A estreia, nesta quinta (6), chega aos trancos. Já estava planejada desde o ano passado, quando Chico Buarque autorizou a reencenação de sua obra, mas não havia dinheiro.

O grupo até recorreu a um financiamento coletivo na internet, com meta de arrecadar R$ 790 mil para a reforma do teatro —a última manutenção grande foi há seis anos— e preparação do espaço para o espetáculo, mas as doações só chegaram a 12% do valor.

O novo “Roda Viva” sai depois de um auxílio do Itaú Cultural, que custeou os ensaios, e do Sesc, que pagou pela estreia do trabalho na unidade da Pompeia (os valores não foram divulgados).
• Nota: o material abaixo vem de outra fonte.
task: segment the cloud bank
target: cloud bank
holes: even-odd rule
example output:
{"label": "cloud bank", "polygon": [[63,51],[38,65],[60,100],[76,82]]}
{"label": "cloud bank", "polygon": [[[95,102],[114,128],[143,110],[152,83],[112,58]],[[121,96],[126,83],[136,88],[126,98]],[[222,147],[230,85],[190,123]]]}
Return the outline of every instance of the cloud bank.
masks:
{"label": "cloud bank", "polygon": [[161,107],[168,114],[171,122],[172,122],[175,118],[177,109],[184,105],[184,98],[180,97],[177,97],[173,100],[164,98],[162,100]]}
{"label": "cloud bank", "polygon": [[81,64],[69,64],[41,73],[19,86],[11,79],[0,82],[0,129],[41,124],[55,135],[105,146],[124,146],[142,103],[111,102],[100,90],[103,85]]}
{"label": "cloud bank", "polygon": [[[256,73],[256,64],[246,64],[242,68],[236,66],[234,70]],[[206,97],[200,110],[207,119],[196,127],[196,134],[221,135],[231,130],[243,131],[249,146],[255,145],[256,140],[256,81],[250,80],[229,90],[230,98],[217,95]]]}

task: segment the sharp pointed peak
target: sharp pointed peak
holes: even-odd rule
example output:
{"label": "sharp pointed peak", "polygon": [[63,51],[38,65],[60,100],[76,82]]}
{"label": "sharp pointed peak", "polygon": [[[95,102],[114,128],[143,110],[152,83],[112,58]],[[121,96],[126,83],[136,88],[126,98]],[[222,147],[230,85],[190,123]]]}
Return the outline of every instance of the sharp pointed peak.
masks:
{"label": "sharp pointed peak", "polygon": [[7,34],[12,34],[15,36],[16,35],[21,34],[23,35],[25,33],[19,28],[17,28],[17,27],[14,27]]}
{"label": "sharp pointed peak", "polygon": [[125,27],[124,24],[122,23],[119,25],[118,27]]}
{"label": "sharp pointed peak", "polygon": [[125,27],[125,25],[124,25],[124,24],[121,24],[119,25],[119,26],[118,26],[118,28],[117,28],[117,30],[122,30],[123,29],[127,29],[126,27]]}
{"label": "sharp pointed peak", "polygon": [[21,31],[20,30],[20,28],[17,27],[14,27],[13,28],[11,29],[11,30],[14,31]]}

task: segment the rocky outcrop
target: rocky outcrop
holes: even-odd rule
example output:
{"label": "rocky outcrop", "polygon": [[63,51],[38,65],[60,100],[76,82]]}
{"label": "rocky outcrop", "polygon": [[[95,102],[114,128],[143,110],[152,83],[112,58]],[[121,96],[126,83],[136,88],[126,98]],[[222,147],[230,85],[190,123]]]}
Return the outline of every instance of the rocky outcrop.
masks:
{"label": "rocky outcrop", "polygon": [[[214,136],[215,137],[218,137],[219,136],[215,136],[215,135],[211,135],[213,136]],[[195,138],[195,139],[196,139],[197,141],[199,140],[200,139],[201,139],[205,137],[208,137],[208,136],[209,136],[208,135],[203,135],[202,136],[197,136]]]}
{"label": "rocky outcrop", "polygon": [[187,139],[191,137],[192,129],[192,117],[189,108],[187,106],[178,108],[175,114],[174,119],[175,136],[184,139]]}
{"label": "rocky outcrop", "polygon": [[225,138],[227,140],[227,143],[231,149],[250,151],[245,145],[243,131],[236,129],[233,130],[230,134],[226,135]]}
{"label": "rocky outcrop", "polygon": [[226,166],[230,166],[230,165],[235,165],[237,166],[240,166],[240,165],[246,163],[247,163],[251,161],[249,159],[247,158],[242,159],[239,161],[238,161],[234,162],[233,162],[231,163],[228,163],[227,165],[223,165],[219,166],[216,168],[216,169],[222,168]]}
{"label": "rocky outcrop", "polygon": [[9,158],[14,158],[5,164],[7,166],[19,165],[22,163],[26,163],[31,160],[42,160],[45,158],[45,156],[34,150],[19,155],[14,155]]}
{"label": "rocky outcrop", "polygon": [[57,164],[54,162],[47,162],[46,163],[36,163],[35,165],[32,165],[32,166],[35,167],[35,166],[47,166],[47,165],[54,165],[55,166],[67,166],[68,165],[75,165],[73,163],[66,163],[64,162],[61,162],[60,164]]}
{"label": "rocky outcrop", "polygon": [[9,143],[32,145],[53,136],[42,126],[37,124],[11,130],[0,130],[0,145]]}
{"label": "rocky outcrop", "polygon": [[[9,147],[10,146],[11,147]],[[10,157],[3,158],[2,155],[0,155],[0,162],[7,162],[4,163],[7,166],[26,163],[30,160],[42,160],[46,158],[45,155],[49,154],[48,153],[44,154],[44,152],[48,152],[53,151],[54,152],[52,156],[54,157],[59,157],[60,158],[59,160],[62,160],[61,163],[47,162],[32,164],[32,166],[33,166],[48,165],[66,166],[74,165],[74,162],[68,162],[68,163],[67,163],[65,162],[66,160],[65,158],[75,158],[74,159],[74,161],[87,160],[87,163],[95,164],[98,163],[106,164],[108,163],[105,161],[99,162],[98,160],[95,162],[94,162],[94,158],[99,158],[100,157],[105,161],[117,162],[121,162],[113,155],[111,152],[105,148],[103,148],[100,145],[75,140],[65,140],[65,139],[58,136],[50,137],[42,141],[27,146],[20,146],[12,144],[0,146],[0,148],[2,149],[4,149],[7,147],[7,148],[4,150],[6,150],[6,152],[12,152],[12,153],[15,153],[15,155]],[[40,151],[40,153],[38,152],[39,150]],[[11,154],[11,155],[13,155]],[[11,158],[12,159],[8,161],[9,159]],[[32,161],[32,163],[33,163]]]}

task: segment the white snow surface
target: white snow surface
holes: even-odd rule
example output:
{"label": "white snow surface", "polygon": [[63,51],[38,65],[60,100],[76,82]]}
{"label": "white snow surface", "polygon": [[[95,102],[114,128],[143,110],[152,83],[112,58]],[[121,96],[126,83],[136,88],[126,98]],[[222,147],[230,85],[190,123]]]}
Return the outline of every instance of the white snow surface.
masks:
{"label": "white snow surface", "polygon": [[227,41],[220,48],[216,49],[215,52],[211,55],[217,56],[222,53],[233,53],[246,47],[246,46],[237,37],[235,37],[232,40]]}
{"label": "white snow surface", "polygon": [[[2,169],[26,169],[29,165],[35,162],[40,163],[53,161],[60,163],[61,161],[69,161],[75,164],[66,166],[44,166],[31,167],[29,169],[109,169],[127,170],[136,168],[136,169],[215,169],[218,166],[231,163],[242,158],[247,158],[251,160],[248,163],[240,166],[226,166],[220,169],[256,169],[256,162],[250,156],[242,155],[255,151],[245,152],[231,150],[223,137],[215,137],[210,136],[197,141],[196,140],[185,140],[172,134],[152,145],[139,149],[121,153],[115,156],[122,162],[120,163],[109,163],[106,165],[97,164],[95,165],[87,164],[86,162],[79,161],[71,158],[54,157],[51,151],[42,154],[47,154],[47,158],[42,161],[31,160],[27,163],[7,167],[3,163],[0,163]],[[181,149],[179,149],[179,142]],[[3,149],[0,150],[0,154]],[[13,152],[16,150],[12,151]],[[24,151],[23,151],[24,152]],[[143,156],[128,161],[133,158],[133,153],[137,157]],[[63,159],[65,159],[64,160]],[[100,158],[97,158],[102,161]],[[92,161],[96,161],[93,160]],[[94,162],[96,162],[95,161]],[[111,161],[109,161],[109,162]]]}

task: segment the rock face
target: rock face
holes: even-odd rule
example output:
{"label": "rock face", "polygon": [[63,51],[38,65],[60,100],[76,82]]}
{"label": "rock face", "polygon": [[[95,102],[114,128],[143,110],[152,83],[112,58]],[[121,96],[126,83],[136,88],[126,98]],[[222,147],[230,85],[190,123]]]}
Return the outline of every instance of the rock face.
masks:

Depois, o espetáculo segue temporada no próprio Teatro Oficina.

Feita 50 anos depois do original, a remontagem segue o exemplo do que o grupo fez no ano passado com “O Rei da Vela”, uma das obras precursoras do tropicalismo —o espetáculo terá novas sessões no Auditório Ibirapuera, uma contrapartida com o Itaú Cultural, administrador da sala.

Mas, se no novo “O Rei da Vela” buscaram bastante fidelidade ao original de 1967, “Roda Viva” terá mais atualizações, diz Zé Celso. Não apenas por mudar referências datadas, mas por reverberar o Brasil de hoje, pós-eleições.

Afinal, a peça trata da construção e da queda de um ídolo, o cantor Benedito Silva (agora vivido por Roderick Himeros). Com a ajuda do Anjo da Guarda (Guilherme Calzavara), espécie de empresário, e do Capeta (Joana Medeiros), o músico é alçado à fama sob o nome artístico Ben Silver. 

Quando o personagem já não lhe serve mais, é transformado numa figura bem brasileira, Benedito Lampião. O ciclo não para, até que Benedito é completamente engolido pela indústria cultural.

Chico falava à época da potência da TV, mas na nova versão há referências à internet e às redes sociais. “Hoje a força está mais nas redes do que na televisão. Nós estamos numa guerra de vida ou robotização”, diz o encenador.

A peça não deixa, porém, de ecoar as últimas eleições, com uso massivo de WhatsApp e disseminação de fake news. E também a ideia de “mito” que se criou em torno do presidente eleito Jair Bolsonaro.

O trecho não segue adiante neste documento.